Сидя в стороне, на плиточном полу гостиной, четыре женщины молчали, не вступая в беседу. Они не носили платков и лица не закрывали. Одетые по-европейски, они ничем не показывали ни согласия, ни неодобрения, но Пиб видел по их глазам, по выражению их лиц, что они не разделяют мыслей своих единоверцев-мужчин, что они пустились в путь только ради спасения жизни, что они не ждут лучшей доли по другую сторону Восточного фронта. Они улыбались ему, когда встречались с ним глазами, и в нежных складках их губ таилось больше обещаний, чем в яростных речах мужчин. Он вновь увидел маму на кухне их дома, со склоненной головой, с полузакрытыми глазами, стой невыразимой грустью, которая ощущалась в каждом ее движении. И он понял, что несчастье исходит не от ислама или христианства – виной всему люди, превращающие религии в безжалостные военные машины, виной всему недуг, разъедающий человечество с зари времен. Истиной не обладали ни христиане, ни усамы, следует просто бросить в огонь все религии, сжечь завистливых богов, сорвать ореол святости с земли и сутану со священников, развязать тюрбаны имамов, крикнуть каждому мужчине и каждой женщине, что ничего не надо воспринимать трагически, нужно полностью отдаться этой великолепной игре, которая называется…

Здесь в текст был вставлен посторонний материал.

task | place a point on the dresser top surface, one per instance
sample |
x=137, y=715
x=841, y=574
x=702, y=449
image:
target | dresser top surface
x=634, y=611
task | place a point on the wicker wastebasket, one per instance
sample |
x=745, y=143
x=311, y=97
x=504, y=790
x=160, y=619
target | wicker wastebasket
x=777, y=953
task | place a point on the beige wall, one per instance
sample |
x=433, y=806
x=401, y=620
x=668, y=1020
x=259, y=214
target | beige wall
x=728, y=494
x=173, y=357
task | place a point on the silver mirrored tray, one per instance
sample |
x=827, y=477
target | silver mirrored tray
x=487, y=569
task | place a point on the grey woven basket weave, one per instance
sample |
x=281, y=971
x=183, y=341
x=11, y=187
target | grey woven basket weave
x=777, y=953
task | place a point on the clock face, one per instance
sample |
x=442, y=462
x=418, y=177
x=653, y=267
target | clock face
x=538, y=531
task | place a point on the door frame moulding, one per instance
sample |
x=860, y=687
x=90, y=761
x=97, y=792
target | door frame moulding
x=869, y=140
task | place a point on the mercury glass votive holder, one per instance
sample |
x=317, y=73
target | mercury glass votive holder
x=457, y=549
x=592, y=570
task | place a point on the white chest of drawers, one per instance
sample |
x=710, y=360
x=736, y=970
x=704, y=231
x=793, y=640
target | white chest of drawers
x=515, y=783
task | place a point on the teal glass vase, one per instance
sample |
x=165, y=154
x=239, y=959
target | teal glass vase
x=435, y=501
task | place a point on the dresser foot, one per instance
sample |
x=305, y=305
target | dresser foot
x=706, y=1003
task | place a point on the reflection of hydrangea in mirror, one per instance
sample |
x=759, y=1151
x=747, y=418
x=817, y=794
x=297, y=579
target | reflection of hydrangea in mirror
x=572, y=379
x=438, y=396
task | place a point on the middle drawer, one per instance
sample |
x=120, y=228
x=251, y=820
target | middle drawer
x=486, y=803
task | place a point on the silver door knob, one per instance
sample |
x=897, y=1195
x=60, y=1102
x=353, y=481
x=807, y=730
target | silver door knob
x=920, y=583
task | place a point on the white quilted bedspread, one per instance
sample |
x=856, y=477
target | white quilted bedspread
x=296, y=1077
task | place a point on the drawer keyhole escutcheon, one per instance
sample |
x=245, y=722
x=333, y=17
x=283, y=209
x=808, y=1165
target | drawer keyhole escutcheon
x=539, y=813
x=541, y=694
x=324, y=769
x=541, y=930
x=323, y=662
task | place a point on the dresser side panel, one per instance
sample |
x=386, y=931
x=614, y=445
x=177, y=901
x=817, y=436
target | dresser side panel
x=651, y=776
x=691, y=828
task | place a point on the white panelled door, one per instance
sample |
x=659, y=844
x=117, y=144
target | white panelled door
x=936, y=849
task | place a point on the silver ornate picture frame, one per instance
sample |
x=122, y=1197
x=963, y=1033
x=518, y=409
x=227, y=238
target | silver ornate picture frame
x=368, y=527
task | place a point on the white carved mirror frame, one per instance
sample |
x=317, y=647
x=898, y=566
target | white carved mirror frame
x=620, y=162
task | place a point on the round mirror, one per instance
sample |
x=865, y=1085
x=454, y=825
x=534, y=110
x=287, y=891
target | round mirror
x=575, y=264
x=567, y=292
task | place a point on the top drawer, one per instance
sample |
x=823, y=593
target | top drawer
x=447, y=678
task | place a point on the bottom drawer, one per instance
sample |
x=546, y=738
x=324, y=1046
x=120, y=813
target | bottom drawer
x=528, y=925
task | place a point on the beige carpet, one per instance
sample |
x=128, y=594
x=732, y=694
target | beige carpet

Черт, вот он уже и думает, как Стеф.

Она угадала, что они найдут решение в этом жалком уголке побережья. Через три-четыре дня судно высадит их в Албании, это относительно надежный способ передвижения и существенный выигрыш во времени. Проводники взяли пять тысяч евро, как она и предполагала. Пиб опасался, что они избавятся от них, едва прикарманив деньги, но им стали раздавать спасательные жилеты.

– Зачем это? – спросил Мурад.

– Если корабль окружат военные патрульные катера, у вас не будет другого выхода, как прыгать за борт.

– И плыть до Албании?

Проводник пожал плечами.

– Корабль подберет вас, но вы прекрасно знали, что идете на риск.

– Каковы шансы напороться на патруль?

– Пятьдесят на пятьдесят. Есть также подводные лодки усамов. Они выходят из Черного моря через Босфор и топят все корабли без исключения.

– Если у нас только один шанс из двух уцелеть, вы должны вернуть нам половину денег!

Веселая улыбка осветила зловещее лицо вожака проводников, маленького брюнета, состоявшего из одних углов и страдающего тиком.

– Корабль подберет вас. Мы свою часть договора выполнили. Да и деньги ваши, потонете вы или перейдете фронт, вам уже не понадобятся.

– Где же он, ваш корабль?

– Возникли небольшие затруднения, скоро он подойдет.

После полудня сначала послышался рокот мотора, затем показался сам корабль. Небольшая, насквозь проржавевшая посудина – казалось невероятным, что она способна оставлять за собой такую ровную борозду. Проводник с бульдожьей мордой пришел за беженцами, которым незадолго до этого выдали пищу и воду. Пиб ничего не ел со вчерашнего дня и проглотил свои два сэндвича с такой жадностью, что едва не подавился. Он тут же пожалел о своей прожорливости: ощущения сытости не было, зато хлеб навалился на желудок, словно камень.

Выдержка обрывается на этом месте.